Cartagena de Indias

25th February 2011

The walled old town of Cartagena de Indias [16] on Colombia´s north coast evokes images of its past grandeur as a major Spanish port.  Founded in 1533, shipments of gold and emeralds left from the port and settlers and slaves arrived.  To protect the city from constant pirate attacks, the fortifications included 11 kilometres of walls up to 12 meters thick and a dozen forts.  Castillo de San Felipe de Barajas was the greatest and strongest fortress built by the Spaniards in any of their colonies.  Inside the walls, balconies covered in bougainvillea hang over narrow twisting streets filled with brightly painted houses.  Cartagena is a beautiful city with a strong African flavour.  We spent a week there staying in Casa Villa Colonial in the historic area of Getsemaní.


An hour out of Cartagena, Volcán de Lodo El Totumo (mud volcano) rises 20 meters above the ground making a miniature volcano with a thick muddy crater at the top.   We went up the ladder on the side of the hill and into the mud, thick as chocolate on a hot day.  It was the strangest experience floating (wallowing) in the mud – you cannot stand, but you cannot sink.  Afterwards we were washed off in the nearby lake by old women who had no hesitation in ordering “take off the pants”.


The plan is to sail off into the sunset on the 26 February with Captain John on the 60 foot yacht The Wild Card so after 17 months it is bye bye South America and hello Central America.
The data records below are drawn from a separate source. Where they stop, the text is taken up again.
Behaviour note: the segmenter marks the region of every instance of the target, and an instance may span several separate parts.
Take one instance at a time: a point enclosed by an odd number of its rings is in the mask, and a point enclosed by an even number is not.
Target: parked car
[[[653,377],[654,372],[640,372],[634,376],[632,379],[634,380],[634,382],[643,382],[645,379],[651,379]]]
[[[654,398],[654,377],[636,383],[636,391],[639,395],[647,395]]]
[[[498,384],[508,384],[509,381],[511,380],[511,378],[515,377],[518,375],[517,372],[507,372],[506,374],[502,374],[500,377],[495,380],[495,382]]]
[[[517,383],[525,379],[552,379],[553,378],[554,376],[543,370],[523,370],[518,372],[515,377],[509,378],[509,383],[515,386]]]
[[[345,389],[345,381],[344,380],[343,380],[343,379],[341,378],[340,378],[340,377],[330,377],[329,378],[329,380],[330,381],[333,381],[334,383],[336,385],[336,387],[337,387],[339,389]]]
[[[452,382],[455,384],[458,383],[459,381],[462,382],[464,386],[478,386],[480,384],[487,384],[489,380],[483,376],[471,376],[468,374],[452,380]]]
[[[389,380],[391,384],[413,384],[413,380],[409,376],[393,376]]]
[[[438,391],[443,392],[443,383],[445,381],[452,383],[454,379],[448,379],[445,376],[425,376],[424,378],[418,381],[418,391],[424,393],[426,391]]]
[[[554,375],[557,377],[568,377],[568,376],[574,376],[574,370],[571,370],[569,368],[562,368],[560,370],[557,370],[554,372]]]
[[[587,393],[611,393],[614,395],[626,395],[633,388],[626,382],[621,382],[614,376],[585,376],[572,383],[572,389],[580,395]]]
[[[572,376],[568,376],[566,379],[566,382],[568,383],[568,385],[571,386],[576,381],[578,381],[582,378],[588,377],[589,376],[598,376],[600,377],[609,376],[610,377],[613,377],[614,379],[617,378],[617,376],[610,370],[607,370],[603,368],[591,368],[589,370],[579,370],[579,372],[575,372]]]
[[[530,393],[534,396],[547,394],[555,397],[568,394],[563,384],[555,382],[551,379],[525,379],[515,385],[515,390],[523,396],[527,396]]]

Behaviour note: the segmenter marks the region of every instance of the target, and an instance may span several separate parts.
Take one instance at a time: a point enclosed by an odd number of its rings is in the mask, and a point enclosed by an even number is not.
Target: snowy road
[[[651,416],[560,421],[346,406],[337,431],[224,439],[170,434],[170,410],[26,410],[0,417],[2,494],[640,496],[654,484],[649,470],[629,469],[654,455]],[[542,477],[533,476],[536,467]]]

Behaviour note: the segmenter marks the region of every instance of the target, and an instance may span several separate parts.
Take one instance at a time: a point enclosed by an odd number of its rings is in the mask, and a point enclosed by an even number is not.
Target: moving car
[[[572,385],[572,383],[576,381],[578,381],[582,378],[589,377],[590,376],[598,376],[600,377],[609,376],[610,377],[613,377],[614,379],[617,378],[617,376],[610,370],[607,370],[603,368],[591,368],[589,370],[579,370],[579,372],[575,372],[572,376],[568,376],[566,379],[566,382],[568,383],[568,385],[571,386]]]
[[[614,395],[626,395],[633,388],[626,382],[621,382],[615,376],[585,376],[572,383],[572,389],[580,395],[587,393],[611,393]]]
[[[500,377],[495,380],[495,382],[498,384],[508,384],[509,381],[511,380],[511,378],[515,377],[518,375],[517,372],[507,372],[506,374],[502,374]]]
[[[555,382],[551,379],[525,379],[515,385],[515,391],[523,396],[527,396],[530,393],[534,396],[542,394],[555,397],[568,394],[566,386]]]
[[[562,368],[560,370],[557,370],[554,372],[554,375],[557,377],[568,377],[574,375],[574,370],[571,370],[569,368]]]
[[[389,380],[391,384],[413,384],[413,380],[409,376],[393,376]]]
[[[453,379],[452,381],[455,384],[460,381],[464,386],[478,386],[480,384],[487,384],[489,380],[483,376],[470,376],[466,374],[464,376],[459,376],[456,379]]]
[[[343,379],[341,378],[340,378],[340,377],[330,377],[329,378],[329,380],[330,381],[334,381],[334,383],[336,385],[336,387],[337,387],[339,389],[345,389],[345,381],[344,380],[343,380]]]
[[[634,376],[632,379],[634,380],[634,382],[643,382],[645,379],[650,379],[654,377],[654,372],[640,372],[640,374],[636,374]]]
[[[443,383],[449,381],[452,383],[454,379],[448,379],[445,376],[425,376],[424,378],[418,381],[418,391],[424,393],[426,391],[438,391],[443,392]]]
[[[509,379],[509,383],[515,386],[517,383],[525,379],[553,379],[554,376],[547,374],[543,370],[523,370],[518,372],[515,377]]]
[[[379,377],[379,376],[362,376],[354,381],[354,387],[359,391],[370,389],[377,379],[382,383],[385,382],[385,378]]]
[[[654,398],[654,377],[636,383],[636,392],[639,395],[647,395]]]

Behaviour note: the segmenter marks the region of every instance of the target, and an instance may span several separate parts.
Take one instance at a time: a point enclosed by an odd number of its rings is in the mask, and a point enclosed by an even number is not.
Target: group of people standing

Old Cartagena behind the city walls

Castillo de San Felipe de Barajas took amost 200 years to build

The Castle´s defenses were never breached

Tunnels under the fort

Which fish for lunch?

Lady selling stuff on the beach

El Totumo mud volcano

Jeff wallowing in the mud

Heading down to the lake to wash off the mud

Sailing off into the sunset from Cartagena to Panama ¡Ojalá!